En este tiempo se nos pide vigilar, para que las conciencias no cedan a la tentación del egoísmo, la mentira y la violencia. El ayuno y la oración nos hacen centinelas atentos y vigilantes para que no venza el sueño de la resignación, que nos hace considerar las guerras como inevitables; para que no nos adormezcamos ante el mal que continúa oprimiendo al mundo; para que sea derrotado el sueño del realismo perezoso que hace replegarse sobre uno mismo. En el Evangelio de este día Jesús mismo exhorta a los discípulos a ayunar y a rezar para despojarnos de toda soberbia y arrogancia, y disponernos con la oración a recibir los dones de Dios. Nuestras fuerzas no bastan por sí solas para alejar el mal; necesitamos invocar la ayuda del Señor, el único capaz de dar a los hombres esa paz que ellos mismos no saben darse.

La oración es el corazón de la vida de la Comunidad de Sant’Egidio, su primera “obra”. Cuando termina el día todas las Comunidades, tanto si son grandes como si son pequeñas, se reúnen alrededor del Señor para escuchar su Palabra y dirigirse a Él en su invocación. Los discípulos no pueden sino estar a los pies de Jesús, como María de Betania, para elegir la “mejor parte” (Lc 10,42) y aprender de Él sus mismos sentimientos (cfr. Flp 2,5).

Siempre que la Comunidad vuelve al Señor, hace suya la súplica del discípulo anónimo: “¡Señor, enséñanos a orar” (Lc 11,1). Y Jesús, maestro de oración, continúa contestando: “Cuando oréis, decid: Abbá, Padre”.

Cuando oramos, aunque lo hagamos dentro de nuestro corazón, nunca estamos aislados ni somos huérfanos, porque somos en todo momento miembros de la familia del Señor. En la oración común se ve claramente, además del misterio de la filiación, el de la fraternidad.

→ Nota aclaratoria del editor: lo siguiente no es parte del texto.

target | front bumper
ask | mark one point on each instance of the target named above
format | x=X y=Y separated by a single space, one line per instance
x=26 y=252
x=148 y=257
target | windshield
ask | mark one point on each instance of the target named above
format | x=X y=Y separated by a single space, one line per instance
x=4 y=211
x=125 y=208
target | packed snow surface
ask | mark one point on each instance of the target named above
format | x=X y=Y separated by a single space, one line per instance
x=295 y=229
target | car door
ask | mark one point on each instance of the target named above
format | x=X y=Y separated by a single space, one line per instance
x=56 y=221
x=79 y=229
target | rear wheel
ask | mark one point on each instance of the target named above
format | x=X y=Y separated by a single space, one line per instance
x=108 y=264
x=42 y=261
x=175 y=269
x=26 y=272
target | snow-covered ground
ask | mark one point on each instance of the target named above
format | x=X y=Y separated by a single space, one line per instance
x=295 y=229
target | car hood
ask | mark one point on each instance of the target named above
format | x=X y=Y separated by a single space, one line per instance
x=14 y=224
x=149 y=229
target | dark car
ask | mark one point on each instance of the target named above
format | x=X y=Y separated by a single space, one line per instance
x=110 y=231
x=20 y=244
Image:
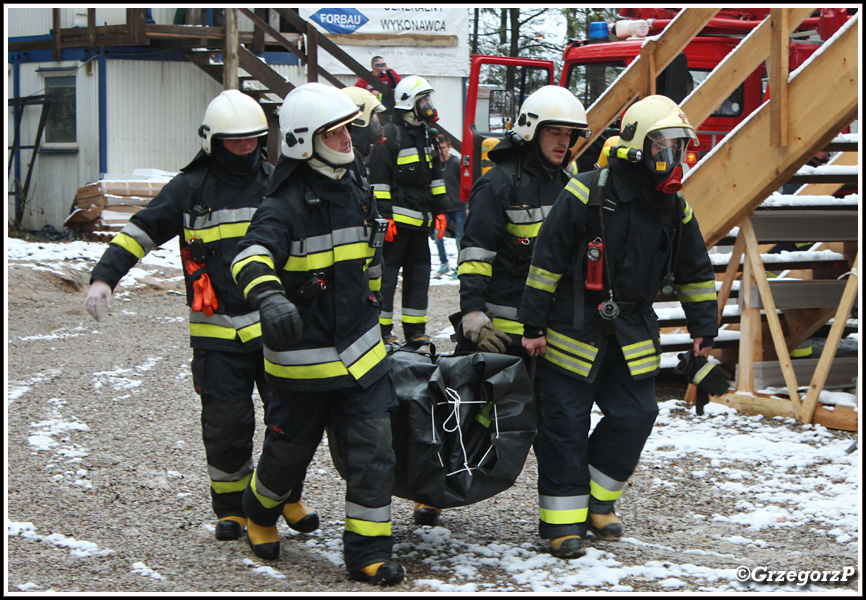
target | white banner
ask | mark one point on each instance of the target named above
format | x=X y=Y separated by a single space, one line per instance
x=413 y=41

Las Comunidades de Sant'Egidio que hay por el mundo se reúnen en los distintos lugares que destinan a la oración y presentan al Señor las esperanzas y los dolores de los hombres y mujeres “vejados y abatidos” de los que habla el Evangelio (Mt 9,37). En aquella gente de entonces se incluyen los habitantes de las ciudades contemporáneas, los pobres que son marginados de la vida, todos aquellos que esperan que alguien les contrate (cfr. Mt 20).

La oración común recoge el grito, la aspiración, el deseo de paz, de curación, de sentido de la vida y de salvación que hay en los hombres y las mujeres de este mundo. La oración nunca es vacía. Sube incesante al Señor para que el llanto se transforme en alegría, la desesperación en felicidad, la angustia en esperanza y la soledad en comunión. Y para que el Reino de Dios llegue pronto a los hombres.